Lanceur d’alerte : le licenciement n’est nul que si les faits dénoncés sont des délits ou des crimes
Le | Jurisprudence des salariés
Le licenciement d’un salarié, ayant dénoncé des faits, n’est nul que si les faits dénoncés sont susceptibles d’être constitutifs d’un délit ou d’un crime, selon la Cour de cassation dans un arrêt du 1er juin 2023.
Le contexte
- 6 décembre 2014 : un salarié est embauché en qualité de directeur d’exploitation.
- 27 décembre 2017 : il adresse un courrier au président de la société le pour manifester son désaccord avec la mise en place d’une carte de fidélité.
- 5 mars 2018 : il est licencié pour faute grave et insuffisance professionnelle et saisit le CPH afin de contester son licenciement.
La Cour fait droit à sa demande, constatant que le salarié dénonce dans son courrier la légalité et la régularité de la procédure de mise en place de la carte de fidélité. Il énonce également que cette opération supprime indûment du chiffre d’affaires.
La lettre de licenciement reproche au salarié la dénonciation faite dans son courrier. Elle le qualifie de stratagème sous forme de menace et de chantage pour obtenir une rupture conventionnelle.
La Cour juge que le licenciement est consécutif, au moins pour partie, à une dénonciation d’un fait pouvant recevoir une qualification pénale. Le licenciement est donc nul.
- La Cour de cassation censure l’arrêt d’appel, rappelant qu’aucun salarié ne peut être licencié pour avoir relaté, de bonne foi, des faits constitutifs d’un délit ou d’un crime dont il aurait eu connaissance dans l’exercice de ses fonctions ou pour avoir signalé une alerte.
- La Cour de cassation constate que la Cour d’appel ne s’est pas prononcée sur le caractère délictueux ou criminel des faits dénoncés par le salarié. Elle juge donc que l’affaire doit être renvoyée devant la Cour d’appel sur cette question.
La protection des lanceurs d’alerte
La protection des lanceurs d’alerte est notamment définie dans l’article L.1132-3-3 nouveau du Code du travail.

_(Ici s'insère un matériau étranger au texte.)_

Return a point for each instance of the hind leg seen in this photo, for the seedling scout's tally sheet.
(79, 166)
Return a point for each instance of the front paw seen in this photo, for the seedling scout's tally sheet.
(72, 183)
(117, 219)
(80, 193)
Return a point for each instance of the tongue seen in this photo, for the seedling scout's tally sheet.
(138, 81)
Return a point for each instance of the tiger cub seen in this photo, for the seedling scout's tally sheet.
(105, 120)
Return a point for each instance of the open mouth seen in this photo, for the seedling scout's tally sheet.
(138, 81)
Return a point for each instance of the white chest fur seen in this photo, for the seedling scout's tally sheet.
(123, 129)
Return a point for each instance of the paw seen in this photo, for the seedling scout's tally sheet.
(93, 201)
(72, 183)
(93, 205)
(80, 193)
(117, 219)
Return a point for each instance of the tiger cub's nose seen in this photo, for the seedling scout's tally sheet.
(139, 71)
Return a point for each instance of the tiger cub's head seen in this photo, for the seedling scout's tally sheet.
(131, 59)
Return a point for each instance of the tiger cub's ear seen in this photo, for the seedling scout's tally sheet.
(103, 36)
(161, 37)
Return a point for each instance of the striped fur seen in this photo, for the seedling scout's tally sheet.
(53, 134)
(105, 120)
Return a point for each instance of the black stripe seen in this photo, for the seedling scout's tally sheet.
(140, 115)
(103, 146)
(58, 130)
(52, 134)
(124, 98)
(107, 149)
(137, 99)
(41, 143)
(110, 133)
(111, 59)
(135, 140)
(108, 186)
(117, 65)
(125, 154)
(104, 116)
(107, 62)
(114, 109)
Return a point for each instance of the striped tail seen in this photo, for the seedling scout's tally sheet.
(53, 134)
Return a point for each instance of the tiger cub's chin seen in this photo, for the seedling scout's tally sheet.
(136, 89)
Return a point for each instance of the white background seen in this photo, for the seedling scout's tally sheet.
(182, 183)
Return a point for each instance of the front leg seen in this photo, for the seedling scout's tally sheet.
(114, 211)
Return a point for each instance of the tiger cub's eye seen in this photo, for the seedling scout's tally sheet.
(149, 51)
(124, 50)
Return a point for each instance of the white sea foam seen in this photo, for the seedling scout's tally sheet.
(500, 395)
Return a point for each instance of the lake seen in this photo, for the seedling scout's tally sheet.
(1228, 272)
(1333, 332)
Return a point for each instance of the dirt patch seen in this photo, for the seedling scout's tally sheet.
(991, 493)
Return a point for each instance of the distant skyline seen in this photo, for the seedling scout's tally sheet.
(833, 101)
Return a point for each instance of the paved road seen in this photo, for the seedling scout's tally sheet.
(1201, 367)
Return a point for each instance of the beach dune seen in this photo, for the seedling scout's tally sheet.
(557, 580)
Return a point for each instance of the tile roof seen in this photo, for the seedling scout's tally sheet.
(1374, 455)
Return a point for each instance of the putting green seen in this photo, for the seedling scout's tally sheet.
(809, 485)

Ainsi, aucune personne ayant témoigné, de bonne foi, de faits constitutifs d’un délit ou d’un crime dont elle a eu connaissance dans l’exercice de ses fonctions ou ayant relaté de tels faits, ne peut faire l’objet des mesures suivantes :
- Etre écartée d’une procédure de recrutement ou de l’accès à un stage ou à une période de formation en entreprise ;
- Etre sanctionnée ;
- Etre licenciée ;
- Faire l’objet d’une mesure discriminatoire, directe ou indirecte, notamment en matière de rémunération, de mesures d’intéressement ou de distribution d’actions, de formation, de reclassement, d’affectation, de qualification, de classification, de promotion professionnelle, d’horaires de travail, d’évaluation de la performance, de mutation ou de renouvellement de contrat.
L’alerte du CSE
En cas de situation dangereuse pour les salariés ou pour la santé publique et l’environnement, le CSE en informe l’employeur. Après cette étape informative par écrit dans le registre spécial du DGI (Dangers graves et imminents) (articles L2312-60 et L4231-1 du Code du travail), une enquête est menée dans l’entreprise.
Les membres du CSE peuvent alors se déplacer et mener des entretiens avec les salariés. Pour exercer leur mission, les membres du CSE doivent utiliser leurs heures de délégation.
Une fois que le danger est identifié, l’employeur prend les mesures et donne les instructions nécessaires pour permettre aux travailleurs d’arrêter leur activité et de se mettre en sécurité en quittant immédiatement le lieu de travail (article L4132-5 du Code du travail).
En cas de désaccord entre l’employeur et le CSE, une réunion exceptionnelle sera organisée dans un délai maximum de 24 heures. Il est possible de saisir :
- L’inspection du travail ;
- Le préfet ;
- La justice.
Si un accident survient dans le cadre d’une procédure d’alerte, les juges pourront retenir le manquement à l’obligation de sécurité et une faute inexcusable de sa part.